There are a range of different types Child Trust Funds which parents can invest in, be it a Savings account, Share account or Stakeholder account (here is link giving full details of the different types of stakeholder accounts),
However, if you don’t open a CTF account before the expiry date on the voucher, HMRC will open one for you. This will be a Stakeholder account.
HMRC will then write to whoever gets Child Benefit for the child telling them where the account is held. They will also let you know that someone with parental responsibility will need to become the registered contact for the account. If you become the registered contact, you can change the account to another type of account or provider at any time.
So this is the stage where you are at the moment. As the account which HMRC have opened for your child is a stakeholder account you at least know it is subject to reasonably low charges – which is a positive. But as for what Child Trust Fund is best for you and your child's future then that is a personal decision.
Below is some official guidance on how to chose a Child Trust Fund account:
How to decide which type of CTF account is right for you
The type of CTF account you want may depend on whether you:
- want the best chance for the money to grow - this is called a 'return'
- are prepared to get back less money than you have put in - this is called a 'risk'
Putting money (or 'investing') into shares can be risky – as you may not get back what you put in. But over time, the account may grow more than one that doesn't invest in shares. So you need to think about how happy you would be to invest in shares.
This table may help you decide which type of account to choose.
|How do you feel about investing in shares?||How much risk do you want to take with the money?||Type of account best suited|
|You're happy to invest in shares||You're happy to take a high risk if it means your child might get more money at age 18||A shares accountA stakeholder account|
|You’re a little unsure about shares||You're happy to take some risk if it means your child might get more money at age 18||A stakeholder account|
|You don't want to invest in shares||You don’t want to take any risk even if it means your child might get less money at age 18||A savings account|
If you’re still unsure what type of account to choose, you can get help from any Child Trust Fund provider (here is a full list of Child Trust Fund Providers) or an independent financial adviser.
An uninspiring choice
But one thing I will add is that if you are interested in a shares account (i.e. a CTF with the scope to invest in investment funds) then your choice of provider is extremely limited, especially if you want a range of funds. Historically, Childrens Mutual and F&C provided the largest fund choice, but even then it was a choice between 8-10 fairly poor funds. (For what to look for in an investment fund read my article 12 things to look for when choosing an investment fund).
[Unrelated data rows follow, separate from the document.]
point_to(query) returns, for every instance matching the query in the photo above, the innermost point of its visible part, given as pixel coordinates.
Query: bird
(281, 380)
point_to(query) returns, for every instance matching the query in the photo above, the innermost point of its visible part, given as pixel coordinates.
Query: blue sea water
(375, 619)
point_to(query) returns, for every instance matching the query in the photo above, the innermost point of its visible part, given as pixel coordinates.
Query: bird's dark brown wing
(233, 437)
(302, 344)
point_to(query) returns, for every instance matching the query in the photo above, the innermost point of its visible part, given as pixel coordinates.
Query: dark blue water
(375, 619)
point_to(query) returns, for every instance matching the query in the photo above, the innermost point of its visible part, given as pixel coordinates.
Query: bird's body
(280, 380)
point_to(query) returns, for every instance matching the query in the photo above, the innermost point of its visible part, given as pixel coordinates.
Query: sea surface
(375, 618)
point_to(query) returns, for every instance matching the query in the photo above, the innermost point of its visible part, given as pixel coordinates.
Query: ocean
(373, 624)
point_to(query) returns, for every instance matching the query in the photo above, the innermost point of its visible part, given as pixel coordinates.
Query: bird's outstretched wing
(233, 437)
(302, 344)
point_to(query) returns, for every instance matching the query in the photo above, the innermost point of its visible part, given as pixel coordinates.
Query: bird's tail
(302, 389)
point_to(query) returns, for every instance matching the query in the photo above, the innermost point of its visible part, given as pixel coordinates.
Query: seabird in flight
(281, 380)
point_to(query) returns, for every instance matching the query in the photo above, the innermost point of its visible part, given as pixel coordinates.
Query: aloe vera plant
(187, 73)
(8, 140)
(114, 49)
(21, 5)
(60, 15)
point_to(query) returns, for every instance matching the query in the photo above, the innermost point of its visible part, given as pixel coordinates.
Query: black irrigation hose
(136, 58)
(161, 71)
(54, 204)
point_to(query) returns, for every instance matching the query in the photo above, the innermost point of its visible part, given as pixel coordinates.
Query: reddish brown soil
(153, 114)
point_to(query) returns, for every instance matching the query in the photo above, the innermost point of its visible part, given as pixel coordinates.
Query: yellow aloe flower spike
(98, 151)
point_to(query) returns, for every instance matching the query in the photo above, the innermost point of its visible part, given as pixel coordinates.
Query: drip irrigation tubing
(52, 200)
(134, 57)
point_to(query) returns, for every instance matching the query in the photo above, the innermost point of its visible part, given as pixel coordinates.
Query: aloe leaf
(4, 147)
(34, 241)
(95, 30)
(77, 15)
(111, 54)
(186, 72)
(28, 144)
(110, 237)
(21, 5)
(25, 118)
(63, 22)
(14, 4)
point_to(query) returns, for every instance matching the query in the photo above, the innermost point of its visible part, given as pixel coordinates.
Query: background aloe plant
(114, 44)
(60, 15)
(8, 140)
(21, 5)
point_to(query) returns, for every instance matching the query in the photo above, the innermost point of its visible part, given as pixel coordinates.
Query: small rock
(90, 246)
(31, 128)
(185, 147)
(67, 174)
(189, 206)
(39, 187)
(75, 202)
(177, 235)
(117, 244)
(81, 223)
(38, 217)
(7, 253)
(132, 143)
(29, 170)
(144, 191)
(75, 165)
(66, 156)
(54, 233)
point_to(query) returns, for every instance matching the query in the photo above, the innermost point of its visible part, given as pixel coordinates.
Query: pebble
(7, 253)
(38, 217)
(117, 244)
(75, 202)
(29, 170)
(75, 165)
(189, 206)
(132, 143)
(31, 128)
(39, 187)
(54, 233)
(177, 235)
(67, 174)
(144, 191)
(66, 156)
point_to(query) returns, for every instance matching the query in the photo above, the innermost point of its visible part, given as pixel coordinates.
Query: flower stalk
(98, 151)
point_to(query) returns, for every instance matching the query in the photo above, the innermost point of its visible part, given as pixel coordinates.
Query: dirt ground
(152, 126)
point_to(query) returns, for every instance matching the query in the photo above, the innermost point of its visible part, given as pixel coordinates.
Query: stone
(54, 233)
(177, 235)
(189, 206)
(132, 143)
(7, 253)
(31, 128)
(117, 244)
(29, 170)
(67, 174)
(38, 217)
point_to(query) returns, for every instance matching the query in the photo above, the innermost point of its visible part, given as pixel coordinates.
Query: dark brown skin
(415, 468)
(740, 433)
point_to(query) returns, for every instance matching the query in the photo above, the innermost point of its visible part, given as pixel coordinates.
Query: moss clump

Let’s be honest, investment houses aren’t really interested in Child Trust Funds. Yes they provided easy money for them to mop up when the government was chucking around £250 vouchers but most parents never contribute into CTF’s themselves. So like any business, the investment houses fish where the fish are and offer innovative and attractive products to catch the eye of other more profitable types of client.
The new Junior ISA
The problem has been compounded by the replacement of CTFs with the new Junior ISA . Investment houses view CTFs as a dead market so have no incentive to offer decent savings rates or investment funds. This is highlighted by a number CTF providers starting to restrict the range of investment funds offered on their existing share account CTFs (F&C being one of them).
So I suppose what I am saying is that you do have a choice of what you want to so your child’s CTF (i.e move it) but its a very limited and uninspiring one.
Join the protest for better returns
The problem is compounded by the fact that those with a child trust fund will be not entitled to the new Junior ISA, where the best rates and fund managers are likely to be on offer. The Daily Mail recently stated that ‘’ investment experts fear that the £2bn still in [CTF] funds could be condemned to years of poor returns.’’ The Daily Mail has now thrown its weight behind a campaign to merge Child Trust Funds and Junior ISAs which I applaud.